Les résultats montrent que GPATCH1 interagit via sa région N-terminale avec plusieurs domaines de la protéine centrale du spliceosome PRP8 (y compris les domaines EN, RH et α-finger), ancrant ainsi DHX35 au spliceosome. Le domaine G-patch de GPATCH1 se lie aux domaines WH et RecA2 de DHX35, assurant l’activité de déroulement de l’ARN de DHX35. De plus, GPATCH1 guide DHX35 vers son substrat en interagissant avec U2 snRNA.

b) Mécanisme de déroulement de DHX35

Dans les complexes B*Q, DHX35 se lie à la région monocaténaire de U2 snRNA et dissocie l’hélice U2/site de branchement (branch site, BS). Ce processus empêche la progression de la réaction catalytique du spliceosome, assurant ainsi le rejet des substrats de splicing anormaux. L’activité de déroulement de DHX35 dépend de l’activation par GPATCH1, qui renforce l’activité ATPase de DHX35 via son domaine G-patch.

c) Rôle de dissociation de DHX15

Dans le complexe B*Q2, DHX15 est recruté à un site de liaison similaire à celui du complexe ILS et proche de son substrat, l’extrémité 3’ de U6 snRNA. Ce résultat suggère que DHX15 joue un rôle clé dans le processus de dissociation du spliceosome, en déroulant U6 snRNA pour favoriser la dissociation finale du spliceosome.

3. Conclusions de l’étude

Cette étude révèle, grâce à des structures cryo-EM à haute résolution, le rôle clé du complexe DHX35–GPATCH1 dans la fidélité du spliceosome. GPATCH1 reconnaît les 5’SS anormaux et ancre DHX35 au spliceosome, assurant ainsi le rejet des substrats de splicing anormaux. Parallèlement, DHX15 joue un rôle important dans la dissociation du spliceosome en déroulant U6 snRNA. Ces découvertes fournissent de nouvelles perspectives structurelles sur les mécanismes de contrôle qualité du spliceosome et offrent des indices importants pour comprendre les mécanismes des maladies liées aux erreurs de splicing.
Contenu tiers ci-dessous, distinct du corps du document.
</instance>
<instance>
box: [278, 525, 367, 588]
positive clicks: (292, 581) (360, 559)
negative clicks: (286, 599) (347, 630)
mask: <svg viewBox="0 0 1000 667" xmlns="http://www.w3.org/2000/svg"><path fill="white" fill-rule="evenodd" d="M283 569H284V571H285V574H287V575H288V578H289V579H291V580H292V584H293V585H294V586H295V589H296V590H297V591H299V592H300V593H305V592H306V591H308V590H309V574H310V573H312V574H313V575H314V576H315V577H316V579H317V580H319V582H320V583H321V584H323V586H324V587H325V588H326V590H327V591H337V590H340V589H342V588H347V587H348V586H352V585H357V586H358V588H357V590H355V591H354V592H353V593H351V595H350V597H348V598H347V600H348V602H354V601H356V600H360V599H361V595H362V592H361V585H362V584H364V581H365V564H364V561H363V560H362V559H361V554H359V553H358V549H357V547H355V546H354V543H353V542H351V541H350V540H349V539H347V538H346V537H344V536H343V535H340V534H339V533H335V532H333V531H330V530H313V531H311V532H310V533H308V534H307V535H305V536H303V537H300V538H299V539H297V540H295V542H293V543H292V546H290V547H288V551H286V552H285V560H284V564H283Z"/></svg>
4. Points forts de l’étude

  • Résolution structurelle élevée : Première résolution à haute résolution du complexe DHX35–GPATCH1 avec le spliceosome grâce à la cryo-EM.
  • Mécanisme de fidélité du spliceosome : Révélation de la manière dont GPATCH1 reconnaît les 5’SS anormaux et ancre DHX35 au spliceosome, assurant le rejet des substrats de splicing anormaux.
  • Synergie des hélicases : Proposition d’un mécanisme de collaboration entre DHX35 et DHX15 dans le contrôle qualité du spliceosome, offrant de nouvelles perspectives sur le processus de dissociation.
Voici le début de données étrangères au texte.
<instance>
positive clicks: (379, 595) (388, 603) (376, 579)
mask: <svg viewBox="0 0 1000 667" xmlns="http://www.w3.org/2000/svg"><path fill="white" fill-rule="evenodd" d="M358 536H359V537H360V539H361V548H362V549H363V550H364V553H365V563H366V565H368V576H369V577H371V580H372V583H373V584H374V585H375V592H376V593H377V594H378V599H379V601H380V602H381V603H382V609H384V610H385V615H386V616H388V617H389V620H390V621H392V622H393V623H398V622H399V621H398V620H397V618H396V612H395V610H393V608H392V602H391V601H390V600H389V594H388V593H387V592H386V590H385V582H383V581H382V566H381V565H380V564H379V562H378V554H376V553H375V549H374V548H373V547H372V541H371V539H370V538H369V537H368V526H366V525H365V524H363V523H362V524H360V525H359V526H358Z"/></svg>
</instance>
5. Autres informations utiles

Cette étude a également validé la fonction de DHX35 et GPATCH1 dans le contrôle qualité du spliceosome grâce à des techniques de séquençage d’ARN (RNA sequencing). Les chercheurs ont observé que la suppression de DHX35 ou GPATCH1 entraînait une augmentation des événements de splicing des pré-ARNm contenant des 5’SS sous-optimaux, renforçant ainsi leur rôle clé dans la fidélité du splicing.

Conclusion

Cette étude, grâce à des structures cryo-EM à haute résolution et des expériences fonctionnelles, révèle le rôle clé du complexe DHX35–GPATCH1 dans la fidélité du spliceosome. Ces découvertes fournissent non seulement de nouvelles perspectives structurelles sur les mécanismes de contrôle qualité du spliceosome, mais offrent également des indices importants pour la recherche sur les maladies liées aux erreurs de splicing.